The Family Next Door

Montgomery-Duban Family

The hit TV show “Modern Family” may depict gay parenting as a norm, but of course that hasn’t always been the case. In his new book “The Family Next Door,” Kevin Montgomery-Duban of Malibu lovingly details how he and his husband were pioneers in not only becoming gay parents, but in having a baby genetically linked to both of them.

Montgomery-Duban and his now-husband, Dennis Duban, had been in a committed relationship for ten years before becoming fathers.  The couple was approached a few times by friends who told them they would be great parents. As Montgomery-Duban related to The Malibu Times, back then “we had kind of denied the fact that we ever thought we could be parents, because when you’re gay, it wasn’t a possibility. As you’re growing up… you don’t see any gay people having kids, so we had pushed aside the fact that we wanted to be parents.” Montgomery-Duban said he realized a parental desire had always been there, but had been suppressed and buried due to hostility toward gays.

Montgomery-Duban grew up in Pasadena in the 1960s and ‘70s, where homosexuality was not embraced. He experienced bullying and prejudice and didn’t come out as gay until he was 21. He met the love of his life, Duban, on a blind date 34 years ago and they’ve been a couple ever since.

In his book, Montgomery-Duban candidly details the struggles in becoming parents and overcoming the medical and legal hurdles it took to create their child. In what could be a precedent, the couple took sperm from one spouse, the egg from the other’s sister and used a cousin as a surrogate. 

“I haven’t found any other families that have done it just how we have done it, especially back when we did it.  I think we were the first,” Montgomery-Duban told The Malibu Times.

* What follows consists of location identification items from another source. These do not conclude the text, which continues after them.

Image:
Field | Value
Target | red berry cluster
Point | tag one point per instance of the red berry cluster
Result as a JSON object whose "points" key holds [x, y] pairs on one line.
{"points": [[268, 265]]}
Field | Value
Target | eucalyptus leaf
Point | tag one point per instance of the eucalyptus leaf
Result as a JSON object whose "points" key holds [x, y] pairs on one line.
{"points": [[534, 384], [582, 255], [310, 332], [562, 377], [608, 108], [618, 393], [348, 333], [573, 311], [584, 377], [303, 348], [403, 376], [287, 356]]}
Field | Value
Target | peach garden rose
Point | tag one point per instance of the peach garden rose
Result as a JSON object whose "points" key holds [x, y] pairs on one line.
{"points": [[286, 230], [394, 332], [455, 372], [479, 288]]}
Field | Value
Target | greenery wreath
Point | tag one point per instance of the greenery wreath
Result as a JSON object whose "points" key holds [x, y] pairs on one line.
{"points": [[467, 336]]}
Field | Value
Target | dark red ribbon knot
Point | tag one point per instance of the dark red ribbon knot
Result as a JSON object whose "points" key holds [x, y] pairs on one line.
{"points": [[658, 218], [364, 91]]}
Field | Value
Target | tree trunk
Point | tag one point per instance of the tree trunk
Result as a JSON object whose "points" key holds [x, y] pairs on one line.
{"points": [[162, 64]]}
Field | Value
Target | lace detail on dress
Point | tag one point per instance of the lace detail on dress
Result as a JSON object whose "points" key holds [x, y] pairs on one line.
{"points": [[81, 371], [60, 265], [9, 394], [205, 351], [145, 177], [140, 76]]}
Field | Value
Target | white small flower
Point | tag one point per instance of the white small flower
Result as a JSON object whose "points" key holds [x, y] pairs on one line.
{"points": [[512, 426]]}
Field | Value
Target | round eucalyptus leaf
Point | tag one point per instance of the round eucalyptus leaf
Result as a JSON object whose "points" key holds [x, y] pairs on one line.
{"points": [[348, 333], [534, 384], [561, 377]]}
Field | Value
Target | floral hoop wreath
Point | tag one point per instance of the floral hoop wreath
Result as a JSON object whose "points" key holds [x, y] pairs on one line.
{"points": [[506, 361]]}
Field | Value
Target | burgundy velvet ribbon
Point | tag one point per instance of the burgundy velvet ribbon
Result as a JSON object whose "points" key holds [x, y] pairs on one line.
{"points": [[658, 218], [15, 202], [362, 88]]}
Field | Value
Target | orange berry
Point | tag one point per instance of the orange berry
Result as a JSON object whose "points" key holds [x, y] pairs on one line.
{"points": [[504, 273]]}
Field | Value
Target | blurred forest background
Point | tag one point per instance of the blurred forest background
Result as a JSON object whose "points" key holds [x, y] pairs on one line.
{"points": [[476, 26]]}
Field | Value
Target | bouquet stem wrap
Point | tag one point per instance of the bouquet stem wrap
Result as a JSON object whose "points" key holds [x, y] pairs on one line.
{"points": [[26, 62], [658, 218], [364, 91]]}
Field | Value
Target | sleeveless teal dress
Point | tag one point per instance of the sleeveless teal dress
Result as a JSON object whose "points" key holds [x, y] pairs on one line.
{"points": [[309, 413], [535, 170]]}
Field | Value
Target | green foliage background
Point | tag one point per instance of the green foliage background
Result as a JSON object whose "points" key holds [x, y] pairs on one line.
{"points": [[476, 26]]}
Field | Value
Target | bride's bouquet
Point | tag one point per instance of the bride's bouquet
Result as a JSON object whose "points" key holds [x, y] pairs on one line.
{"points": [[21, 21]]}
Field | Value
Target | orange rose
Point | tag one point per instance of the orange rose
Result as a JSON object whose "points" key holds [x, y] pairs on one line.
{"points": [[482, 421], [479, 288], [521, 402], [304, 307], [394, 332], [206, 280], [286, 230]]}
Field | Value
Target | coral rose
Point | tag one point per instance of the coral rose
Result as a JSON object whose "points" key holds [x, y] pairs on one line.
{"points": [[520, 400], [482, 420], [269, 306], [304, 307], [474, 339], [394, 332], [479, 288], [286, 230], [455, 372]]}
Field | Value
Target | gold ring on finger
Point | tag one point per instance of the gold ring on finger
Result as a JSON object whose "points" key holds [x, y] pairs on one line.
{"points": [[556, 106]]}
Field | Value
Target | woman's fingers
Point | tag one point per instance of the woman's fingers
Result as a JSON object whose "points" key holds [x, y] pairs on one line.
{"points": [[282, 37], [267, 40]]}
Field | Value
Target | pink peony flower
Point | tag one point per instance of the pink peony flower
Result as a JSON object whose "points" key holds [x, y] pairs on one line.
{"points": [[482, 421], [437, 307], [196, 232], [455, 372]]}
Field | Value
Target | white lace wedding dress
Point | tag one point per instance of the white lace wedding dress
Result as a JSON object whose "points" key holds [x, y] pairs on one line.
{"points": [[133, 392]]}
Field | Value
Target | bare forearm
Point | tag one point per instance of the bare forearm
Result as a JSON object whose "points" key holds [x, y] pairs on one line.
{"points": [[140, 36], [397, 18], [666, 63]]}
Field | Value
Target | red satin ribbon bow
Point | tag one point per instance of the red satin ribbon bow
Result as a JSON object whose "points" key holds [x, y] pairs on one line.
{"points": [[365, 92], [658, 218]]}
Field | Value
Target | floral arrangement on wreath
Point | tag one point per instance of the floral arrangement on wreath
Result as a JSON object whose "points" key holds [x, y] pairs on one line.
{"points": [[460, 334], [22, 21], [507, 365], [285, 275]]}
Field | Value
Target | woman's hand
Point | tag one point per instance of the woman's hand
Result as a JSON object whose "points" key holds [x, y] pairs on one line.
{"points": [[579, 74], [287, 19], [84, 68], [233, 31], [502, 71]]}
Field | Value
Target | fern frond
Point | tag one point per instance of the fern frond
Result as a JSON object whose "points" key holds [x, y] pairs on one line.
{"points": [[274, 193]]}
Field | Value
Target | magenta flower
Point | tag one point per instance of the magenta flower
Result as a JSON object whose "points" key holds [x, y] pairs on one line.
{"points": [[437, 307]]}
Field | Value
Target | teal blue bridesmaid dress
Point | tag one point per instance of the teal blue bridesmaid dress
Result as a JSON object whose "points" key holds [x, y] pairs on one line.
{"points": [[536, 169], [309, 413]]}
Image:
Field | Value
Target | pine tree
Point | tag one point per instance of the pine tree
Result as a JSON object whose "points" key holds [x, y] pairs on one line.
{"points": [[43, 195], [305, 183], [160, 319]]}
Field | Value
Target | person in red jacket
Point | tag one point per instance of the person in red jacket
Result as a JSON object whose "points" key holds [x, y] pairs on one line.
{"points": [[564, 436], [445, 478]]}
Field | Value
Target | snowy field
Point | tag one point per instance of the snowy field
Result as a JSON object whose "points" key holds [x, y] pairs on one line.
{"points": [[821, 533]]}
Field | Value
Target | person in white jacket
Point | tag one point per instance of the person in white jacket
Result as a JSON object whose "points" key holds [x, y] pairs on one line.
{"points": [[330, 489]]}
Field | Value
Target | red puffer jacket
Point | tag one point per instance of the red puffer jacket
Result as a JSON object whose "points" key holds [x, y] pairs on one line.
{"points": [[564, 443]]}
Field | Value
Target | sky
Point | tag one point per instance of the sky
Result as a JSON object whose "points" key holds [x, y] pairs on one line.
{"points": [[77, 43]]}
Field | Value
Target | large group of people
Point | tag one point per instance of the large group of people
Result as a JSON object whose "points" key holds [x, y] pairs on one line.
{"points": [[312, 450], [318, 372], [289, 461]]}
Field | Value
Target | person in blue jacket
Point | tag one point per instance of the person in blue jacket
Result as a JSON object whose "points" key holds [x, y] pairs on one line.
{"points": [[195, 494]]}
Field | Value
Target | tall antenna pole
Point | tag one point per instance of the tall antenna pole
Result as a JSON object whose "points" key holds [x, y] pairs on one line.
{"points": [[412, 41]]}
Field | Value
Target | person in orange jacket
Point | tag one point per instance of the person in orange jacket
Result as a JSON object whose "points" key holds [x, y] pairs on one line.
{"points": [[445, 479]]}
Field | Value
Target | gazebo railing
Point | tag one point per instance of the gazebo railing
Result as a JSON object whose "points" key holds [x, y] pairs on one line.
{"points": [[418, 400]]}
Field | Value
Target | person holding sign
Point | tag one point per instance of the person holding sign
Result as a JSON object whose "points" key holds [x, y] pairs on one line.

Their daughter Chelsea attended Webster Elementary where Montgomery-Duban served as Parent Teacher Association (PTA) president and went on to be president of every parent organization through college.  He wanted the family with two dads to be very visible.

“We wanted to be an example to her peers, so I was so very involved in preschool and the PTA. I wanted her friends and kids her age to look at this as normal,” Montgomery-Duban said. “Because they saw us all the time and this was how life was — that there are sometimes two dads. With her peers it’s a [non-issue].  It’s still a thing with older generations, but it’s working … in her generation, they don’t blink an eye.”

The twin goals of changing people’s attitudes and being a positive example, he said, were the inspirations in writing the book.  

“I wanted something that Dennis and I didn’t have as kids. We didn’t have gay mentors. We had never even heard of the word ‘gay’ when we were little and there was no positive reflection of homosexuals in society,” Montgomery-Duban said. “They were always demeaned.  So that was a struggle because you always were shamed and felt horrible growing up.”

Montgomery-Duban also called his story one of perseverance.  

“That we had such a positive outcome — that we were even able to create a family — young people growing up could read this and say, ‘My gosh, we could have a life that anyone would dream of — we could have the fairy tale life.’” he said. “I hoped it would normalize being gay. I would have loved to have a book to tell me about the possibility of the family I could create.  It might make the process of coming out, of being gay, much more positive. 

“Whatever you dream, whether you’re straight or gay — if you come up against something in your life that you really, really want, you can have that,” Montgomery-Duban continued. “You’ve just got to dream, persevere, have the passion behind it and create the life you want.  Even for straight people, it could be inspirational because it was the story of something that looked impossible and became possible and became a fairy tale. It was a fairy tale story for us because our daughter turned out to be so wonderful and such a dream for us.”   

Chelsea Montgomery-Duban is now 22 and an employed college graduate. She’s a well-known advocate and speaker for gay rights.

“The joy we’ve felt in raising her was beyond our wildest expectations. It was the best thing we ever did,” Montgomery-Duban said.